An emotional retracing of his father’s wartime journey in Crete has left Raglan resident Graham Hubert with a deep appreciation of what it meant to be an Anzac on the other side of the world.

He and wife Barbara’s recent overseas trip also took in the Middle East and the Mediterranean, but it is the reception they got as New Zealanders in the Grecian island that left the most indelible impression. “The Crete people just love Kiwis,” says Graham.

No sooner had the couple arrived in Souda Bay — a big deep-water harbour where 70-odd years ago Graham’s father Harry had first set foot on Cretan soil as sergeant of the 2 1 Battalion — than they were struck by an “absolutely beautiful” Anzac memorial not unlike that of Gallipoli in Turkey which, says Graham, people still flock to two generations on.

The 2 1 Battalion had been deployed to Crete’s Maleme airport because, explains Graham, Hitler deployed paratroopers in huge numbers to take the airfield. From the airport the battalion was told to withdraw 10 kilometres further on to the small village of Galatos.

“My father retreated to this place seriously injured with shrapnel wounds in his liver,” says Graham. And he says Harry always spoke highly of the Cretans because they looked after the Anzacs — dressing their wounds, washing their clothes and providing them with food, all after dark so as not to attract the attention of the German paratroopers.

When Graham and Barbara got to Galatos in their rental car they were directed to the local coffee shop and saw for themselves just how significant the Anzacs, especially the Kiwis, were to the town’s history.

“The whole shop was like a museum,” says Graham, with poppies and photos of Kiwis, smiling, under the olive trees. It was then, Graham says, he realised how important the Anzacs had been. He added a few of the 20 poppies he’d brought with him to the shop’s collection. Others he’d left at Gallipoli in Anzac Cove and the rest at Souda Bay and Maleme.

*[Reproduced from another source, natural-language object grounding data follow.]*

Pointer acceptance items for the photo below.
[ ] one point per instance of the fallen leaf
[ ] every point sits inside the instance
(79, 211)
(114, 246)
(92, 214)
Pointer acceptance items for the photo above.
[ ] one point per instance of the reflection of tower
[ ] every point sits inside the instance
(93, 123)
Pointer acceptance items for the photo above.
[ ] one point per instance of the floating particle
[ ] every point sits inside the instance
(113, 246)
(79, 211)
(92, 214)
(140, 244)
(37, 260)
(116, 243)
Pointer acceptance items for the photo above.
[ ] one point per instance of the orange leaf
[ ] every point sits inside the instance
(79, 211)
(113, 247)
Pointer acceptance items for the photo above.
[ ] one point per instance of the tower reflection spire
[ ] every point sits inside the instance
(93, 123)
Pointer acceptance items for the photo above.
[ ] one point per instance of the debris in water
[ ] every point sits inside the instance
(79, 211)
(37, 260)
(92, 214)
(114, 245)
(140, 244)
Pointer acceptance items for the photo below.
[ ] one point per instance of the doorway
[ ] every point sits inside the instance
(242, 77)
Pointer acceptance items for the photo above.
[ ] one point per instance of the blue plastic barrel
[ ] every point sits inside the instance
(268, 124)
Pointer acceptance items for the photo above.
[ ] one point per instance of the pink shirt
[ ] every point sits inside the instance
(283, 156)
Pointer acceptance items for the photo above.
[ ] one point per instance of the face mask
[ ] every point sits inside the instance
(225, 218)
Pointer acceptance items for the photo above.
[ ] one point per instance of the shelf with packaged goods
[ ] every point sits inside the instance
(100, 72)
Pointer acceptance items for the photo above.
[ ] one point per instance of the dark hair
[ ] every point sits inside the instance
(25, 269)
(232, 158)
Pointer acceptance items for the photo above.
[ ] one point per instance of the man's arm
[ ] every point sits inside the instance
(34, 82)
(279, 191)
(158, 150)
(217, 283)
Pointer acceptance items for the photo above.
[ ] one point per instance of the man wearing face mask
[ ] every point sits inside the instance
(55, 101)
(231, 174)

Graham’s daughter had also done a similar trip some years earlier when Harry was still alive. His father would’ve liked to make the trip himself, says Graham, but his mother wasn’t keen.

It was actually not until after Harry’s death five years ago that the family found all his war medals wrapped up in greaseproof paper.
“He never wore them, he was not proud of it (his war effort), though he did what he had to do — for the Commonwealth,” says Graham.

Graham’s found his own personal pilgrimage very emotional, he adds. Being there “it really hits you”, he says.

From Galatos the battalion had walked and trucked through the White Mountains to the other side of the island of Crete, says Graham, and was evacuated to Egypt where his father was hospitalised for a time before fighting in the Battle of El Alamein.

After leaving Crete the Raglan couple experienced three other of the Greek Islands — the romantic part of the trip, says Barbara — of which Santorini was “heaven”.

Other highlights included an early morning hot air balloon trip over Cappadocia in Turkey where they floated above what’s known as the land of the fairy chimneys because of its “amazing” rock formations.

They explored the caves of Petra in Jordan where people once lived. And Graham got to float in the Dead Sea in Israel while Barbara was busy taking photographs for the Chronicle.

In Egypt “everything was a highlight”, they say, from the Great temple of Abu Simbel, to the hundreds of pyramids, to their own camel-riding experience. “I’m glad I did it,” says Barbara, “but it was a funny sensation.”

As Graham says, the camels walk with an “unusual gait” which makes for a somewhat unusual motion. And they grunt and groan. Also, adds Graham of his own learning curve, he never knew until then that the camels in Egypt have one hump while those in Turkey have two.

Travelling on through Israel the couple found the country’s culture, religion and politics very interesting.

Both are now happy to be back in Raglan with the green grass and the chorus of birdsong that greets them each morning.